The question then is how a sovereign creditworthiness shock could affect the perceived creditworthiness of domestic banks.   I focused in the previous post on the potential role of the sovereign as a capital backstop for the banks.  But other channels are also potentially present.  The credibility of liability guarantees will depend on the creditworthiness of the sovereign.   Also, to the extent that the banks are holding government bonds, capital losses will erode the banks’ capital. 

There is the question as to whether conventional or unconventional policy could offset contractionary effects of a sovereign creditworthiness shock.   Vasco Cúrdia Michael Woodford, for example, have examined how monetary policy rules should be altered where “financial frictions” are present, though their focus is on borrower rather than bank balance sheets (see here).   But the zero lower bound will presumably limit what even an extended monetary policy rule can achieve.  Maybe QE could help offset the contractionary effects of the induced shocks to bank balance sheets.  (This is separate from the potential role of QE in avoiding the shock to sovereign creditworthiness in the first place.)   But Paul himself has questioned the potency of QE as a stimulus tool.

Update:  Krugman responds to Rogoff’s response here.   (I am spending too much time on this, but it is fascinating.)

I just want to pick up on one point.   Paul asks:

On the economic question at hand, Rogoff seems to be playing bait and switch.
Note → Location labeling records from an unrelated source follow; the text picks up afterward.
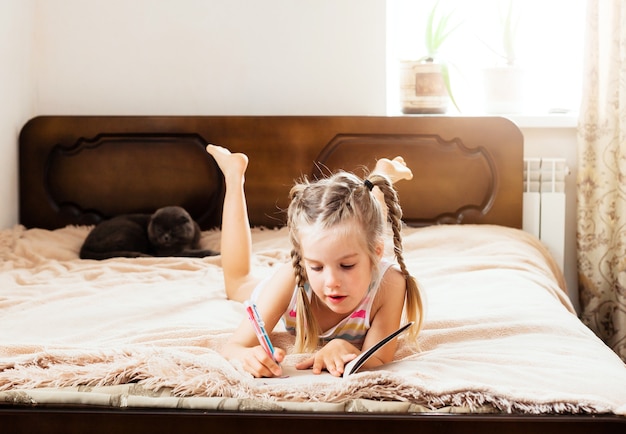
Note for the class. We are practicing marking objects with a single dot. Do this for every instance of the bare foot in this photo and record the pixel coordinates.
(231, 164)
(395, 169)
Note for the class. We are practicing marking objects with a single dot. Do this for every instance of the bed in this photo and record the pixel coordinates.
(132, 345)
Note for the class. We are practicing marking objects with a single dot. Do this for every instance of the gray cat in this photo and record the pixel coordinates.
(170, 231)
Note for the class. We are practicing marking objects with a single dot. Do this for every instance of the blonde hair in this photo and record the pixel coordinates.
(328, 202)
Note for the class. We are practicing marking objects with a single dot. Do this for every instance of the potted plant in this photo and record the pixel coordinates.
(504, 82)
(425, 82)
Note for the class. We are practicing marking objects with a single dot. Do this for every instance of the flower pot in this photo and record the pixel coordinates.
(504, 89)
(422, 88)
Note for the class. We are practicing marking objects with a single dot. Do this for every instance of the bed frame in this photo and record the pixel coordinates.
(82, 169)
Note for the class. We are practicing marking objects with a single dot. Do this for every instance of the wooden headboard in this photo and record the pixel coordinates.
(81, 169)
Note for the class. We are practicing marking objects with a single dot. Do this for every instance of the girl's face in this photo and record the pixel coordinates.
(338, 265)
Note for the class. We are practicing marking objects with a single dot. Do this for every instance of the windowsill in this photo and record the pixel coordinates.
(556, 120)
(551, 120)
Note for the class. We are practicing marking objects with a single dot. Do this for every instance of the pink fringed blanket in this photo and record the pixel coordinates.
(500, 333)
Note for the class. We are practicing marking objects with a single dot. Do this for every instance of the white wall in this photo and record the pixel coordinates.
(211, 57)
(16, 97)
(184, 57)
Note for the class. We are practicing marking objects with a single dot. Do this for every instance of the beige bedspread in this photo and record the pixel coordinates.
(500, 333)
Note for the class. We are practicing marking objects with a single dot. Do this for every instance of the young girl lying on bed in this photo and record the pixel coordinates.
(338, 281)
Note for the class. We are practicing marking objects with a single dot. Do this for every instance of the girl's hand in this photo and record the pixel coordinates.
(257, 362)
(332, 357)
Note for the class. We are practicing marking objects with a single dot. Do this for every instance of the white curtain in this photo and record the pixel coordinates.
(601, 183)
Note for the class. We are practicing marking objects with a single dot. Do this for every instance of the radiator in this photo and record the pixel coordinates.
(544, 203)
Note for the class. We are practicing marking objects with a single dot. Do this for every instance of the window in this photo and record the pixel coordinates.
(549, 45)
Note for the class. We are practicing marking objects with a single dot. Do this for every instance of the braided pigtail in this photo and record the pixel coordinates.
(413, 299)
(306, 324)
(307, 330)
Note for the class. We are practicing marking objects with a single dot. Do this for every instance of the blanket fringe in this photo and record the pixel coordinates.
(210, 375)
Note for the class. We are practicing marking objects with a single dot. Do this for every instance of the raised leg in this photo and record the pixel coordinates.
(395, 170)
(236, 245)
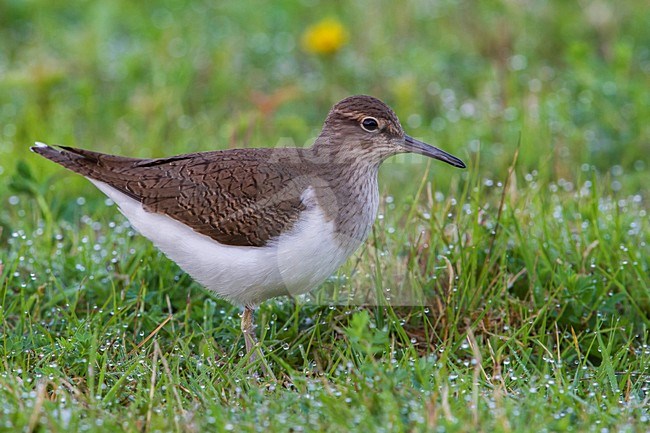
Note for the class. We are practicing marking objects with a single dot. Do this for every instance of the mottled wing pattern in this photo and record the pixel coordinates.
(237, 197)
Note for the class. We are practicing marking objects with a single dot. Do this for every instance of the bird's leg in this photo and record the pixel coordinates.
(252, 347)
(248, 328)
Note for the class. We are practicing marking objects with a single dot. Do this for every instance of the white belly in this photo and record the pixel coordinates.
(294, 263)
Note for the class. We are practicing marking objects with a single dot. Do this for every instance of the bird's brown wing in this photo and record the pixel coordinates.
(236, 197)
Wren-Lewis and I both asked why, exactly, a country like Britain should fear a Greek-style loss of confidence. Rogoff, however, spends most of his piece arguing that Britain would, in fact, be hurt by a euro collapse. Of course it would. So? This doesn’t even seem relevant to Rogoff’s own argument for austerity policies: British austerity might be “insurance” against loss of confidence, but it makes no difference either way to the probability of disaster in Europe. What’s going on here?

Both Paul and Ken agree that a euro collapse would be directly bad for the UK economy.   They clearly disagree on the likely implications for UK creditworthiness.   But there is a further disagreement related to the post above.   If it did occur, Paul believes that the creditworthiness shock would itself be expansionary, and so help offset the direct contractionary impulse of the euro zone shock.   I think Ken believes it would be compounding.   The differences here can affect the perceived value of “insurance.”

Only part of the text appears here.